De início, é válido ressaltar que a omissão da sociedade civil acaba contribuindo para a manutenção de um sistema que agride sistematicamente os animais. De fato, tal atitude se relaciona ao conceito de banalização do mal criado pela socióloga Hannah Arendt: quando uma atitude perversa ocorre constantemente, as pessoas param de vê-la como errada. Essa inércia se desdobra na aplicação ineficiente da lei que, apesar de garantir a proteção desses seres, acaba não sendo aplicada de forma correta. Desse modo, fica claro que, enquanto esse tipo de violência continuar banal para os humanos, os bichos continuarão sofrendo.
Partindo desse pressuposto, os dados ratificam o descaso da população com a questão. Segundo uma pesquisa realizada pelo Ibope Inteligência em parceria com o Carrefour Brasil, 92% dos brasileiros admitem já ter presenciado maus-tratos, como animais passando fome, sede ou sendo agredidos. No entanto, apenas 31% afirmam ter doado alimentos e 17% dizem ter feito alguma denúncia. Assim, é possível perceber que a manutenção da violência está diretamente relacionada à falta de empatia das pessoas com os animais que acabam sendo, muitas vezes, ignorados enquanto sofrem agressões. Logo, é imprescindível mudar a percepção passiva da sociedade no que tange o problema.

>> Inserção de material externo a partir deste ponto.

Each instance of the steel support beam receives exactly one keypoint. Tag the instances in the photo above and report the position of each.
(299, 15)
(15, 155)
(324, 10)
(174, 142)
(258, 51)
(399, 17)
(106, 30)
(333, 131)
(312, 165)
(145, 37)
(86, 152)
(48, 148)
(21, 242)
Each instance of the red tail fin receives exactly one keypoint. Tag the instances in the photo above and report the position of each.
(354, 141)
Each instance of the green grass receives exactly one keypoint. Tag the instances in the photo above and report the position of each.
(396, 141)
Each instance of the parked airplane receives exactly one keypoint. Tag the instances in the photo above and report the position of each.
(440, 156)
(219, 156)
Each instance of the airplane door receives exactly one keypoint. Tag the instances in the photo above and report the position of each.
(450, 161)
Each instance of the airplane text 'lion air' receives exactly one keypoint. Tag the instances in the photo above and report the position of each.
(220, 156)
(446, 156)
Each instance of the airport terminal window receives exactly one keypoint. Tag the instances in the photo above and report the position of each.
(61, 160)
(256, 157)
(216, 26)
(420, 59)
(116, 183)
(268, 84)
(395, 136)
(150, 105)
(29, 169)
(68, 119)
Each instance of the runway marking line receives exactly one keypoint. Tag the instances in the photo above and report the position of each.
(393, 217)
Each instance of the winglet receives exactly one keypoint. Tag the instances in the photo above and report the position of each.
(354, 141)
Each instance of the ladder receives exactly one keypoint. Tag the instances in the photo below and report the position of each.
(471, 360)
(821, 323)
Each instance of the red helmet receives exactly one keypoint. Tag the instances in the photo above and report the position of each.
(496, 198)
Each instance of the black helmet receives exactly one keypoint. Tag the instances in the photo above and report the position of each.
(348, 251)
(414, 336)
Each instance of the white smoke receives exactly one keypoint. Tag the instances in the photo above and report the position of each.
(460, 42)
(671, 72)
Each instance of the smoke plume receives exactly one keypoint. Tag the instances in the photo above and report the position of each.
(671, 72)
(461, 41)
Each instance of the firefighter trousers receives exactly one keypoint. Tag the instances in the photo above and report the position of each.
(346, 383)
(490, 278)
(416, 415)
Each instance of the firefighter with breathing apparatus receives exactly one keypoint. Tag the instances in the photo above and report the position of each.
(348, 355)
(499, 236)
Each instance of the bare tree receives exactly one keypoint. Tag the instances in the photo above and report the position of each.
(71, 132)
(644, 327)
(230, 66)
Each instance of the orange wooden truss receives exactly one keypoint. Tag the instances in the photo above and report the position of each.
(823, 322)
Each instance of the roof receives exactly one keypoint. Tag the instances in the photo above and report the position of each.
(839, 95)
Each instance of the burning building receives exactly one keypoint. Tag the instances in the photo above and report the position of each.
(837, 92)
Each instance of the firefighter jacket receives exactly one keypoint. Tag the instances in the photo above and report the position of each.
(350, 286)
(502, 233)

Em vista do conteúdo exposto, medidas são necessárias para combater a violência contra esses seres inocentes. Portanto, o Ministério da Educação deve orientar as escolas a inserirem discussões sobre os direitos do animais e o dever da sociedade na manutenção do bem-estar deles. Essas aulas podem ser ministradas em disciplinas como Ética e Cidadania, Filosofia e Sociologia com a finalidade de conscientizar o aluno sobre a importância de denunciar e combater os maus-tratos. Além disso, o Ministério da Justiça, em parceria com os meios de comunicação, deve divulgar os canais de denúncia por meio de propaganda, esclarecendo a importância desse exercício para os animais. Dessa forma, a violência cometida contra esses seres deixará de ser naturalizada e será, enfim, punida.